The cryptocurrency space is growing, and countries are rolling out regulations for the sector. This means that how various countries see crypto assets differ, and the case might continue to be so for the next few years.
Myanmar’s National Unity Government Recognizes Stablecoin Tether as Official Currency
The National Unity Government in Myanmar, an unofficial government, led by those faithful to Aung San Suu Kyi—the former state counselor of the country, has adopted stablecoin Tether as a legal currency.
According to the NUG, Tether (USDT) will be domestic use to make it easy and speed up the current trade, services and payment systems. The military currently controls the country after declaring a one-year state emergency in February this year. The NUG currently has no power in Myanmar and doesn’t control any territory.

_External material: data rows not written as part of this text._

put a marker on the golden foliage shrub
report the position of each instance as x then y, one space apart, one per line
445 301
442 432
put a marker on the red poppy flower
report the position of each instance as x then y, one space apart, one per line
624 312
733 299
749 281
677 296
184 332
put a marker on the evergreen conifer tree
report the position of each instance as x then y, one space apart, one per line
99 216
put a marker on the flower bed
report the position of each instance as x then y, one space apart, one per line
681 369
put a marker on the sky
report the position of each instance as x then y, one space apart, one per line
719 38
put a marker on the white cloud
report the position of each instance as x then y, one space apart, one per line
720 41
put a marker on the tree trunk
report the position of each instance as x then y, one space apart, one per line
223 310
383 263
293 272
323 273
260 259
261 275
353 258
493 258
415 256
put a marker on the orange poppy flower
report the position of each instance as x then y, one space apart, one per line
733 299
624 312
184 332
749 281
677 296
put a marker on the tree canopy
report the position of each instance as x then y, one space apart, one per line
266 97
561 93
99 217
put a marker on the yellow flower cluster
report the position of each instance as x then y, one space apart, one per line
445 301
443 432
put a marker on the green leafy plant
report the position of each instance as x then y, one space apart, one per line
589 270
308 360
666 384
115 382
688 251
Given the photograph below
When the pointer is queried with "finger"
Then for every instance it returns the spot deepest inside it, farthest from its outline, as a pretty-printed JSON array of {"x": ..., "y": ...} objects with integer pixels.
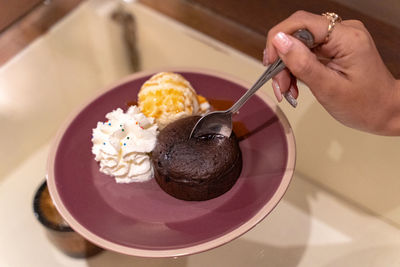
[
  {"x": 304, "y": 64},
  {"x": 316, "y": 24},
  {"x": 294, "y": 90}
]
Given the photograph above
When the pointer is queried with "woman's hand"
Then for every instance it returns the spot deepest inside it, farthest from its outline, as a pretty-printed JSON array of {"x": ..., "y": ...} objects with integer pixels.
[{"x": 346, "y": 73}]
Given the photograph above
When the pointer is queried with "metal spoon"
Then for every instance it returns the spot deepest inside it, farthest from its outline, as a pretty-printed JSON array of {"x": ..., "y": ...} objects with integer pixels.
[{"x": 220, "y": 122}]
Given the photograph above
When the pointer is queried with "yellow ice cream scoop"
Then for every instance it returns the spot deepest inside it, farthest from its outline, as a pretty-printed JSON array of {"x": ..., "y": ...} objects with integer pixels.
[{"x": 168, "y": 96}]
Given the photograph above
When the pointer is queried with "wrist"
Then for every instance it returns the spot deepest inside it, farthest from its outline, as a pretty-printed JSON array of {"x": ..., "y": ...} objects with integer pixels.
[{"x": 393, "y": 120}]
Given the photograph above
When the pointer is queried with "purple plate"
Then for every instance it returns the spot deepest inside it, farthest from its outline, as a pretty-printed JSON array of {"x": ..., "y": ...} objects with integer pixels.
[{"x": 139, "y": 218}]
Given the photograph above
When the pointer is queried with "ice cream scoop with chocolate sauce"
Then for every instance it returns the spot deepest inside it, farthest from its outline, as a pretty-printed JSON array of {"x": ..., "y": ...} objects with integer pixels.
[{"x": 195, "y": 169}]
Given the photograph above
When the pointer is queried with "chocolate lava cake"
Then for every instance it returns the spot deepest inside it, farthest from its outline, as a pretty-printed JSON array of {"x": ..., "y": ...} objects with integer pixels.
[{"x": 198, "y": 168}]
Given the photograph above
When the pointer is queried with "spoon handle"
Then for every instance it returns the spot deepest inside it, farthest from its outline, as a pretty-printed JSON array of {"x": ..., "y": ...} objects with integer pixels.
[
  {"x": 271, "y": 71},
  {"x": 303, "y": 35}
]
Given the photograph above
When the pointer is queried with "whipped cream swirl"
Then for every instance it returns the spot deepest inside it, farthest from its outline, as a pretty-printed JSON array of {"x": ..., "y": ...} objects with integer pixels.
[{"x": 122, "y": 145}]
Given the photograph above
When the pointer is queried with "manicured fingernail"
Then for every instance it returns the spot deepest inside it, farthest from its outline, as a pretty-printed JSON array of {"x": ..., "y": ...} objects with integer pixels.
[
  {"x": 290, "y": 98},
  {"x": 265, "y": 57},
  {"x": 294, "y": 92},
  {"x": 277, "y": 90},
  {"x": 282, "y": 42}
]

The adoption of Tether by NUG is seen as a huge statement from the party. Earlier this year, the Central Bank of Myanmar issued a decree which said all digital currencies were illegal. The NUG is now using the USDT stablecoin to fund its operations as it works its way towards regaining power from the military.
Another Asian Country Seeks to Regulate Stablecoins
While the NUG government in Myanmar has adopted USDT as an official currency, Japan, another Asian country, wants to regulate stablecoins. Recent reports revealed that the Japanese Financial Services Agency (FSA) is currently working on a legislative proposal that would make banks the only entities to legally issue stablecoins in the country.
The FSA intends to duce the financial risks of fiat-backed stablecoins in Japan. According to the reports, the FSA will also ensure that the banks must back the stablecoins with reserve assets. The cryptocurrency space continues to bring varying regulatory proposals in different countries. This is because the understanding of cryptocurrencies continues to differ amongst various regulators.